I had a bookmark manager. Then an ebook library manager. Then a chat history manager. Each started with the standard CRUD CLI:
btk add https://example.com --tags python,tutorial
btk list --tag python
btk search "async"
btk delete 1234
ebk import book.pdf --author "Knuth"
ebk list --author Knuth
ebk search "algorithms"
This works fine until you have 10,000+ bookmarks organized with hierarchical tags like programming/python/async, research/ml/transformers, work/clients/acme. Your ebook library has similar structure. Your exported chat conversations from Claude, ChatGPT, and Copilot are piling up.
Traditional CRUD commands become unwieldy:
btk list --tag programming/python/async/io --format json | jq '.[].title'
ebk list --category "Computer Science/Algorithms/Graph Theory" --limit 50
ctk search "machine learning" --source ChatGPT --date-from 2024-01-01
Each command requires precise arguments. Each tool has different flag conventions. You can’t navigate your data. You can only query it. And queries require knowing exactly what you’re looking for.

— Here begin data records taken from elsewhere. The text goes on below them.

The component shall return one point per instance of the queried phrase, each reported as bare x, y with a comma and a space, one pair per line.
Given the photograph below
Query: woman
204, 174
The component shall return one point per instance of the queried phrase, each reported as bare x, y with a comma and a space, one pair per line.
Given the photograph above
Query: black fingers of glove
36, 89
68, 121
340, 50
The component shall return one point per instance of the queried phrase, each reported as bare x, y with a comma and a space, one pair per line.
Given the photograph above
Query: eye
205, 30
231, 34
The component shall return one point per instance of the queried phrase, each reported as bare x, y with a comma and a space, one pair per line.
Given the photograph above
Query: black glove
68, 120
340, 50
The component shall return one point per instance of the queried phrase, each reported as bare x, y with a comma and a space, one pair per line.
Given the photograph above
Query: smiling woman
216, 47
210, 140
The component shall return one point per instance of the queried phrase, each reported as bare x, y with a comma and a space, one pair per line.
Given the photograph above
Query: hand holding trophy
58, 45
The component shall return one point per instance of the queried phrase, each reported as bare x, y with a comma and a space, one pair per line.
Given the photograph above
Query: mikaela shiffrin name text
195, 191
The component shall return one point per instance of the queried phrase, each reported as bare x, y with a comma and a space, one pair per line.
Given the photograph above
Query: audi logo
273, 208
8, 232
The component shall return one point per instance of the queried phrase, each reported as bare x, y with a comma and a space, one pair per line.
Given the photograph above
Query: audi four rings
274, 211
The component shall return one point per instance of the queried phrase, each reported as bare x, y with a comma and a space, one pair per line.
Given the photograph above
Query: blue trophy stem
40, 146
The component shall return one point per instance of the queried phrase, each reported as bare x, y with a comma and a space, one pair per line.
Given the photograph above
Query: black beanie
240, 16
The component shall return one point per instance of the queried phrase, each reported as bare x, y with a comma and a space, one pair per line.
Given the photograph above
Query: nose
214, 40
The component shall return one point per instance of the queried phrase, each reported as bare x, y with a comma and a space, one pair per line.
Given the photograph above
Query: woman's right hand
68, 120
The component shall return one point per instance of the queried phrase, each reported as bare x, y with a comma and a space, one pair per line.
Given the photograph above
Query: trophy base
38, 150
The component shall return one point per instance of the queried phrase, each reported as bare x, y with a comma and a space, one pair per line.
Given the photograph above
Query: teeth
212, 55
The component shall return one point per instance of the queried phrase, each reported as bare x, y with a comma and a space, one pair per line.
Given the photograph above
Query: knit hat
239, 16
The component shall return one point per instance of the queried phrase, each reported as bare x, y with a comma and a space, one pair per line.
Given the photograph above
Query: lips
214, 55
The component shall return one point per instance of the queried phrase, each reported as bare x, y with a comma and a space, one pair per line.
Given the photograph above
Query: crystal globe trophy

The insight: everything is a file
When I have thousands of source files organized in directories, I don’t run:
list-files --path /src/components/auth --extension .tsx
I run:
cd src/components/auth
ls *.tsx
The difference matters. With a filesystem, I can navigate incrementally (cd from general to specific), explore (ls to see what’s there), compose (cat file | grep pattern | wc -l), and use familiar tools (find, grep, xargs, pipes, redirection).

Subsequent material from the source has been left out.